Schools in communities with higher levels of SARS-CoV-2 will likely take more steps to prevent the spread of disease. See CDC’s Considerations for Schools for examples of some steps schools may take as part of their reopening strategy. Parents and caregivers might also be interested in learning how the school plans to support the emotional wellbeing of students—both in person and virtually.
Schools can work with state, local, territorial, and tribal health officials to determine whether and how to implement these considerations to meet the unique needs and circumstances of the local community. Implementation should be guided by what is feasible, practical, acceptable, and tailored to the needs of each community.

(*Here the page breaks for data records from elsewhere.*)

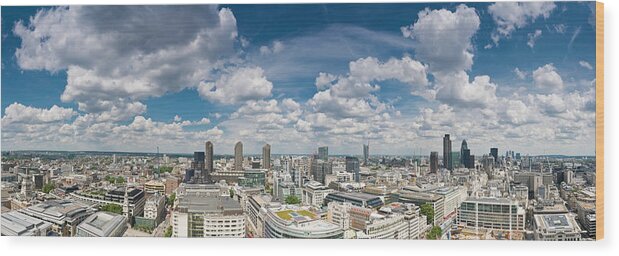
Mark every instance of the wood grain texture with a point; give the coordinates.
(599, 119)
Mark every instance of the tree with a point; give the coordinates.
(435, 233)
(112, 208)
(428, 210)
(48, 187)
(171, 199)
(291, 199)
(168, 232)
(163, 169)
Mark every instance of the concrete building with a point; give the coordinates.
(197, 216)
(290, 221)
(134, 197)
(103, 224)
(492, 213)
(266, 157)
(154, 208)
(357, 199)
(238, 157)
(64, 215)
(419, 198)
(16, 223)
(208, 158)
(154, 186)
(314, 193)
(556, 227)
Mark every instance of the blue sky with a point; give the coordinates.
(518, 76)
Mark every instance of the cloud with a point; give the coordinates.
(455, 89)
(239, 85)
(520, 74)
(276, 47)
(116, 56)
(442, 38)
(585, 64)
(510, 16)
(547, 78)
(18, 113)
(533, 37)
(405, 70)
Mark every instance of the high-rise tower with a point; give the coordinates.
(266, 156)
(447, 152)
(208, 156)
(238, 157)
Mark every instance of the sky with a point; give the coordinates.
(517, 76)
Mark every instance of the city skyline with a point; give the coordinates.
(287, 84)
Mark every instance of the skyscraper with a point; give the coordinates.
(352, 165)
(208, 154)
(447, 152)
(266, 156)
(433, 162)
(238, 157)
(467, 159)
(198, 161)
(320, 169)
(323, 153)
(366, 153)
(495, 153)
(463, 147)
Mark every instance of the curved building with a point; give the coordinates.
(294, 222)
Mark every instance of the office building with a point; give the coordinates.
(266, 157)
(290, 221)
(314, 193)
(208, 155)
(198, 161)
(464, 155)
(15, 223)
(357, 199)
(253, 178)
(238, 157)
(154, 186)
(447, 152)
(154, 208)
(406, 195)
(556, 227)
(320, 169)
(433, 162)
(103, 224)
(323, 153)
(492, 213)
(494, 152)
(366, 153)
(198, 216)
(64, 215)
(352, 166)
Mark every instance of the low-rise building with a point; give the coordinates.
(64, 215)
(290, 221)
(492, 213)
(358, 199)
(103, 224)
(199, 216)
(18, 224)
(154, 208)
(314, 193)
(556, 227)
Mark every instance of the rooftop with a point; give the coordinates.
(103, 224)
(18, 224)
(215, 204)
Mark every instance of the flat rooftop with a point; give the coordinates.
(215, 204)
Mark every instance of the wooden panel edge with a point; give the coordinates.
(599, 119)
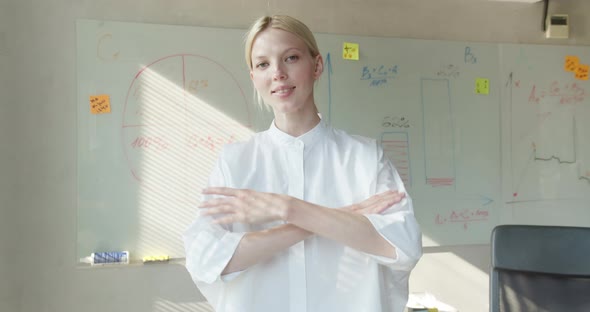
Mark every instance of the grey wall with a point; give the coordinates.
(8, 176)
(38, 122)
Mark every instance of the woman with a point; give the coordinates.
(302, 217)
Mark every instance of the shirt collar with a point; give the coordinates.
(308, 138)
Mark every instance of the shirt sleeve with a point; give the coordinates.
(397, 224)
(209, 247)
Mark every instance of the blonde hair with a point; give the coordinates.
(282, 22)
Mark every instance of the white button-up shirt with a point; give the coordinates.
(327, 167)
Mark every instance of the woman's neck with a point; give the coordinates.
(296, 124)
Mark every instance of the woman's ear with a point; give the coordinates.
(319, 66)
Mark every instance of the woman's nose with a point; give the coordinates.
(279, 73)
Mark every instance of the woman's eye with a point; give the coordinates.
(261, 65)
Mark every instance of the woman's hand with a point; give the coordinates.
(252, 207)
(245, 206)
(376, 204)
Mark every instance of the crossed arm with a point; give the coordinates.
(346, 225)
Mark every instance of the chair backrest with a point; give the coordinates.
(540, 268)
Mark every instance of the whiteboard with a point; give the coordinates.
(546, 157)
(178, 93)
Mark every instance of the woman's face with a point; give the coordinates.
(284, 72)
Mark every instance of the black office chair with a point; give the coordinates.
(540, 269)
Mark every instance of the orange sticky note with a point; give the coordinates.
(571, 63)
(582, 71)
(100, 104)
(482, 86)
(350, 51)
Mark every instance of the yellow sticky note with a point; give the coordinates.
(100, 104)
(582, 71)
(482, 86)
(571, 63)
(350, 51)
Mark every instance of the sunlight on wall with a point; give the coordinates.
(172, 141)
(161, 305)
(441, 273)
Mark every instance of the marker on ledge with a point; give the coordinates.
(106, 258)
(155, 259)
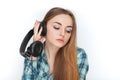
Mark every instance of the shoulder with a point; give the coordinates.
(82, 63)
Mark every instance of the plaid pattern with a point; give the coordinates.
(38, 69)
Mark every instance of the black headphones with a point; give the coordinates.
(35, 48)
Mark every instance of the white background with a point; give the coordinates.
(98, 33)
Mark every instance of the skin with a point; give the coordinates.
(58, 34)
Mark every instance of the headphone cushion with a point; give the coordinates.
(35, 49)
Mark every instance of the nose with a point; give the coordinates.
(62, 32)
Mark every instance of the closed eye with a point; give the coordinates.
(56, 27)
(68, 30)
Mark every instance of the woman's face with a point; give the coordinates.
(59, 30)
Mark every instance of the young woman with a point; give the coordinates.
(60, 58)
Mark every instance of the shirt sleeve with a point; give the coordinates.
(83, 65)
(30, 69)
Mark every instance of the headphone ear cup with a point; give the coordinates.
(44, 31)
(35, 48)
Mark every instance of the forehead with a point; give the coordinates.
(64, 19)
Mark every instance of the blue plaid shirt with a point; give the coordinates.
(39, 69)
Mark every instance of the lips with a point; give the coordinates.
(60, 40)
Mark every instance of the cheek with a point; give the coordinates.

Choosing whether or not to send your child back to school can be difficult. When weighing decisions about your child returning to school, it is important to consider your family’s unique needs and situation and your comfort level with the steps your school is taking to reduce the spread of COVID-19. Some considerations may include the specific risks to members of your household if a child were to become infected in school, as well as access to school meal programs, social services, extended day childcare services and extra-curricular activities, social-emotional support from peers and educators, and school transportation.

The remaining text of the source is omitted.